In March of this year, the “D.C. House Voting Rights Act” was put on indefinite hold in the House of Representatives when Democratic leaders couldn’t figure out how to move the bill without a harmful gun amendment attached. The bill would have granted D.C. residents voting representation in Congress for the first time ever (the United States is the only democracy on earth that denies residents of its capital such representation).

The gun amendment in question was drafted by the National Rifle Association (NRA) and sponsored by Senator John Ensign (R-NV). It would repeal the District of Columbia’s new gun laws across the board and prohibit the D.C. Council from enacting any law in the future that would “unduly burden the ability of persons” to obtain and possess firearms (changes that were not called for in the 2008 District of Columbia v. Heller ruling by the Supreme Court).

Earlier this year, Senator Ensign defended his amendment with noble-sounding references to “the Framers,” “the Constitution” and “Second Amendment rights.”

However, much has happened since then. In June, Senator Ensign admitted to an extramarital affair with a campaign staffer who was married to an employee in his D.C. office. The scandal led Ensign to resign his position as the Chairman of the Republican Policy Committee. The FBI has now opened an investigation into the matter that implicates another NRA Favorite Son, Senator Tom Coburn (R-OK).

Ensign has apparently become so radioactive that one Senate aide commented, “[he] doesn’t have a lot of friends up here right now.” That’s unfortunate, because in the wake of his gun amendment, Capitol Hill was the only place in the District of Columbia the Senator had friends to begin with.

Under the weight of this pressure, Ensign made some incredibly candid and revealing remarks last Tuesday during a Senate Finance Committee debate on health care legislation. Commenting on the fact that the U.S. has a poor record on preventable deaths compared to other industrialized nations, the Senator suggested those statistics were unfair because they include deaths from auto accidents and gun violence. “When you take into account cultural factors—the fact that we drive cars a lot more than any other country; we are much more mobile,” Ensign said. “If you take out accidental deaths due to car accidents, and you take out gun deaths—because we like our guns in the United States and there are a lot more guns deaths in the United States—you take out those two things, you adjust those, and we are actually better in terms of survival rates.” You can view a video of Senator Ensign’s remarks here.

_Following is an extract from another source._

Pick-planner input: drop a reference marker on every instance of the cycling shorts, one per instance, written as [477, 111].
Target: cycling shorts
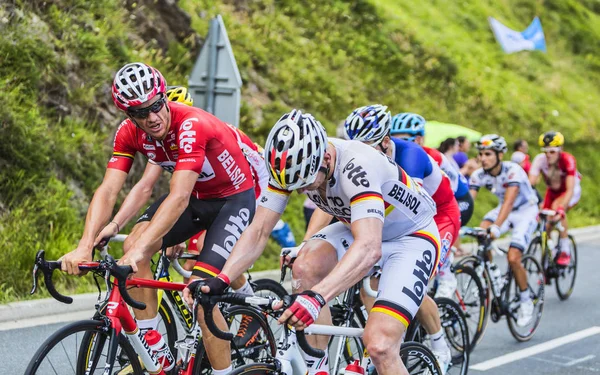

There you have it, victims and survivors of gun violence in D.C.—you simply don’t count. And if you District residents don’t want to abolish your firearm laws and make it easier for lunatics to get guns, well tough luck, that’s just one “cultural factor” you’re going to have to get used to.

Hmmmm... Thanks, but no thanks. As a D.C. resident myself, I can assure both Senator Ensign and the NRA that you might like your guns, but we like our lives and loved ones even more.